Start of 2004 Start of 2005 Start of 2006 During 2003 During 2004 During 2005
BRAZIL 79,908 (4.6) 30,693 (1.7) 27,313 (1.5) 49,206 (28.6) 49,384 (26.9) 38,410 (20.6)
DEM. REPUB. CONGO 6,891 (1.3) 10,530 (1.9) 9,785 (1.7) 7,165 (13.5) 11,781 (21,1) 10,737 (18.7)
MADAGASCAR 5,514 (3.4) 4,610 (2.5) 2,094 (1.1) 5,104 (31.1) 3,710 (20.5) 2,709 (14.6)
MOZAMBIQUE 6,810 (3.4) 4,692 (2.4) 4,889 (2.5) 5,907 (29.4) 4,266 (22.0) 5,371 (27.1)
NEPAL 7,549 (3.1) 4,699 (1.8) 4,921 (1.8) 8,046 (32.9) 6,958 (26.2) 6,150 (22.7)
TANZANIA 5,420 (1.6) 4,777 (1.3) 4,190 (1.1) 5,279 (15.4) 5,190 (13.8) 4,237 (11.1)
Totals 112,092 60,001 53,192 80,707 81,289 67,614

As reported to WHO by 115 countries and territories in 2006 (WHO 2006). The reason for the annual detection being higher than the prevalence at the end of the year is that new cases complete their treatment within the year and therefore no longer remain on the registers.

Table 1 shows that global annual detection has been declining since 2001. The African region reported an 8.7 percent decline in the number of new cases compared with 2004. The comparable figure for the Americas was 20.1 percent, for South-East Asia 32 percent, and for the Eastern Mediterranean it was 7.6 percent.
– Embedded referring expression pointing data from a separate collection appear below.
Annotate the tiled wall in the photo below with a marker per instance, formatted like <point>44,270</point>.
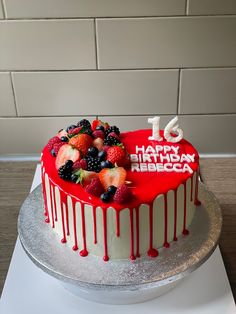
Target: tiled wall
<point>120,60</point>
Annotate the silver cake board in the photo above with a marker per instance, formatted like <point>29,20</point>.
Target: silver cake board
<point>30,290</point>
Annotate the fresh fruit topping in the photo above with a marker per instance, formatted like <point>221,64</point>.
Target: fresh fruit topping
<point>105,197</point>
<point>65,171</point>
<point>106,164</point>
<point>111,189</point>
<point>51,142</point>
<point>123,194</point>
<point>82,142</point>
<point>114,176</point>
<point>75,131</point>
<point>98,134</point>
<point>62,133</point>
<point>102,155</point>
<point>93,164</point>
<point>71,127</point>
<point>84,123</point>
<point>64,139</point>
<point>116,154</point>
<point>111,140</point>
<point>98,142</point>
<point>57,146</point>
<point>66,152</point>
<point>95,187</point>
<point>92,151</point>
<point>112,129</point>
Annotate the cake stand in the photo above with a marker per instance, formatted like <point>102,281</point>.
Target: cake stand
<point>123,281</point>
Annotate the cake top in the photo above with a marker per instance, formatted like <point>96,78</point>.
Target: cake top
<point>99,165</point>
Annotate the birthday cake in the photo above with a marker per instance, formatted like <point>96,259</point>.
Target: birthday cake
<point>119,195</point>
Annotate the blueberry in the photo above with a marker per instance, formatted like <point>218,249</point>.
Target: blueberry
<point>53,153</point>
<point>100,127</point>
<point>111,189</point>
<point>102,155</point>
<point>64,139</point>
<point>105,197</point>
<point>92,151</point>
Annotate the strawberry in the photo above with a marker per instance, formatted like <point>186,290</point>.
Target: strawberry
<point>98,142</point>
<point>66,152</point>
<point>95,187</point>
<point>116,154</point>
<point>98,134</point>
<point>75,130</point>
<point>62,133</point>
<point>123,194</point>
<point>82,142</point>
<point>97,122</point>
<point>57,146</point>
<point>112,176</point>
<point>52,141</point>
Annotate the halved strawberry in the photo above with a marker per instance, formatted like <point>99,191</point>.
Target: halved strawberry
<point>112,176</point>
<point>66,152</point>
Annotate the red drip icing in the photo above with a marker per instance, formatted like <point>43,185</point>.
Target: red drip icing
<point>52,205</point>
<point>132,256</point>
<point>196,200</point>
<point>63,240</point>
<point>151,252</point>
<point>185,231</point>
<point>75,246</point>
<point>175,216</point>
<point>83,252</point>
<point>94,225</point>
<point>191,196</point>
<point>54,202</point>
<point>117,223</point>
<point>137,231</point>
<point>166,243</point>
<point>105,257</point>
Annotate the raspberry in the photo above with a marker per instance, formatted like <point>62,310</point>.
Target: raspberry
<point>123,194</point>
<point>53,141</point>
<point>57,146</point>
<point>95,187</point>
<point>98,134</point>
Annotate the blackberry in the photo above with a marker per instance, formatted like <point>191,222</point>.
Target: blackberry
<point>65,172</point>
<point>110,141</point>
<point>112,129</point>
<point>93,164</point>
<point>85,123</point>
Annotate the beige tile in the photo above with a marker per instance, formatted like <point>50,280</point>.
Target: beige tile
<point>208,91</point>
<point>7,105</point>
<point>211,7</point>
<point>91,8</point>
<point>31,134</point>
<point>96,92</point>
<point>208,133</point>
<point>166,42</point>
<point>55,44</point>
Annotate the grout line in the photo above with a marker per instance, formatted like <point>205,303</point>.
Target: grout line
<point>96,44</point>
<point>14,94</point>
<point>122,69</point>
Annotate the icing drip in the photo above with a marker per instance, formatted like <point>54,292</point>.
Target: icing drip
<point>166,244</point>
<point>132,256</point>
<point>175,215</point>
<point>185,231</point>
<point>105,257</point>
<point>94,225</point>
<point>151,252</point>
<point>83,252</point>
<point>75,246</point>
<point>137,231</point>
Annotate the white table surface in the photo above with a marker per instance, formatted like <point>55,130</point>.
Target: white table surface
<point>29,290</point>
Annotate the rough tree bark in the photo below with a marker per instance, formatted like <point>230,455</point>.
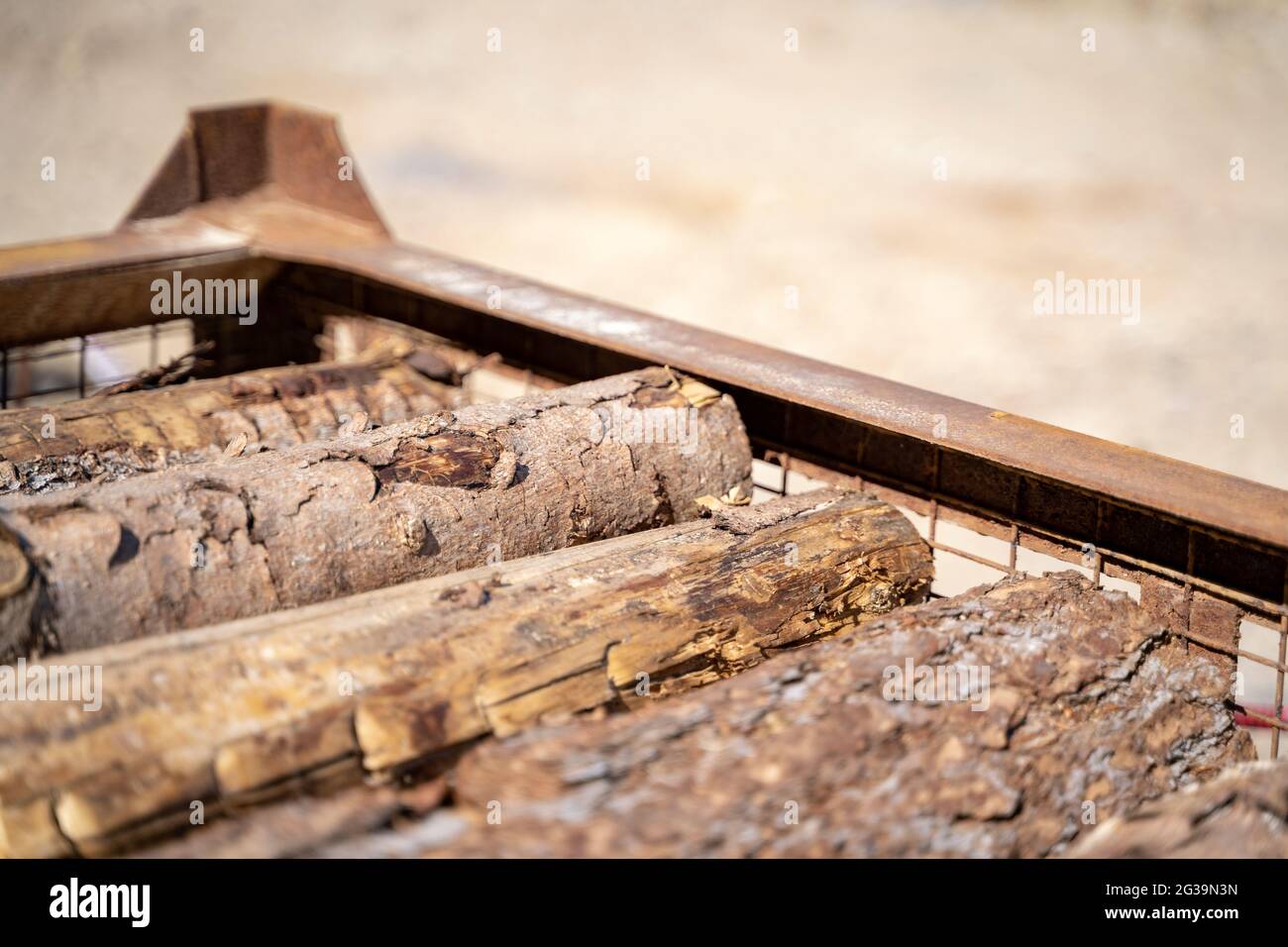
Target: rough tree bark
<point>117,436</point>
<point>812,755</point>
<point>390,678</point>
<point>214,541</point>
<point>1241,813</point>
The Western Pacific area, however, showed a 14.8 percent increase during the same period.

Table 2 shows the leprosy situation in the six major countries that have yet to achieve the goal of elimination at the national level. It should be noted that: a) Elimination is defined as a prevalence of less than 1 case per 10,000 population; b) Madagascar reached elimination at the national level in September 2006; and c) Nepal detection rates are reported from mid-November 2004 to mid-November 2005.

The Leprosy Mission of Canada estimates that 4 million people are currently suffering from leprosy (L.M.C. 2007). When the WHO declares that leprosy has been eliminated, according to their definition of 1/10,000, then in a world of 6 billion people that leaves 600,000 people with leprosy.